Each of the above factors will cause some varying complement of files - configuration, data, software - to be placed on a given computer, or group of computers. This variance in files, and in computer use, affects what malware may or may not be found on an individual computer, or on any network.
That being the case, any set of computer problems (or symptoms) should also be regarded as unique. This is why I recommend diagnosing any computer problem as unique.
Take, for example, the "access denied" symptom. Look at how many possible causes there are for that simple message. Now consider how many different ways that message might be interpreted, by different people.
So, please don't assume any "one size fits all" application of a symptom, to a diagnosis. One of my pet peeves is someone who accepts advice in a forum, is given a very simple solution (following considerable diagnosis work, to find the specific cause) to what appears to be a common problem, and then tries to advise that simple solution to other folks later asking for advice, in that forum.
If you go to the doctor with a cough, he prescribes a certain medication to you, and you are cured, would you stand outside the pharmacy and recommend that medication to everybody approaching the door? I hope not. Please don't be that guy.

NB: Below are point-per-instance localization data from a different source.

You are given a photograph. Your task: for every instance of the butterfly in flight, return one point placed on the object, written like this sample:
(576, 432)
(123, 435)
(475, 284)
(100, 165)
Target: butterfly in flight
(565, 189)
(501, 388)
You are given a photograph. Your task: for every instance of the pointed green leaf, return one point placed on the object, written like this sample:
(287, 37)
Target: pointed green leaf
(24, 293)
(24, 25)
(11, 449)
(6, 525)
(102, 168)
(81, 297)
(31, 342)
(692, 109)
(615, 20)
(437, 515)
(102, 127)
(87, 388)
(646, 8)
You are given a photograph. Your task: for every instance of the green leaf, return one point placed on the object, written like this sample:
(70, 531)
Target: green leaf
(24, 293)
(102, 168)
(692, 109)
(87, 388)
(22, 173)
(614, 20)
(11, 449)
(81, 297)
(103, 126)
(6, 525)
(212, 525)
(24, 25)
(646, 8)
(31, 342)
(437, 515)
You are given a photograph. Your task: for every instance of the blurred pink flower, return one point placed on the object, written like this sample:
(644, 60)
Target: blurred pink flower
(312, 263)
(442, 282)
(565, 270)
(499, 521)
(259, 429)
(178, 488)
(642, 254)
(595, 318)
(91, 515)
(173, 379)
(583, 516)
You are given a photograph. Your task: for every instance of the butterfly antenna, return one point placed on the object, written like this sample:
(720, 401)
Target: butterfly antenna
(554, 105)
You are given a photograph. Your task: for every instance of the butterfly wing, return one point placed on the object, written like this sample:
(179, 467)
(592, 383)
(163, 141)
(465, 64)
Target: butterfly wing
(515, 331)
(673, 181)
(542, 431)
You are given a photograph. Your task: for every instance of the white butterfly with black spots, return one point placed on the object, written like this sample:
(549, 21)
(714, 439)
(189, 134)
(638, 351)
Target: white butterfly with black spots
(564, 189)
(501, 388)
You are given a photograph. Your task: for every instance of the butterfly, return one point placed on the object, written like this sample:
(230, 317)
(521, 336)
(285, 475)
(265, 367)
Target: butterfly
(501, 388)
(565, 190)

Also, I hope that you wouldn't go to the doctor and say
My neighbor had this cough, and you gave him x medicine. I have the same cough, and need the same medicine.Nor should you go into a forum, and post your problem report at the end of somebody else's problem report. Solve one problem in one thread, please, and let the doctors do the diagnostic work.
Approach every problem with basic and methodical diagnosis. Whether the complaint is about lack of Internet service, about inability to share files, or about unknown programs running on your computer, diagnose each problem methodically, and from the bottom up. And protect your computers, using a layered security strategy.
Analyse every computer network, and its security needs, individually. To debate any one characteristic of an operating system, such as Linux vs Windows, as being inherently more secure or stable, while ignoring the infrastructure where it is used, is so much Hoya. The security of the operating system, on any computer, can only be assessed, and improved, based upon the total environment in which it operates.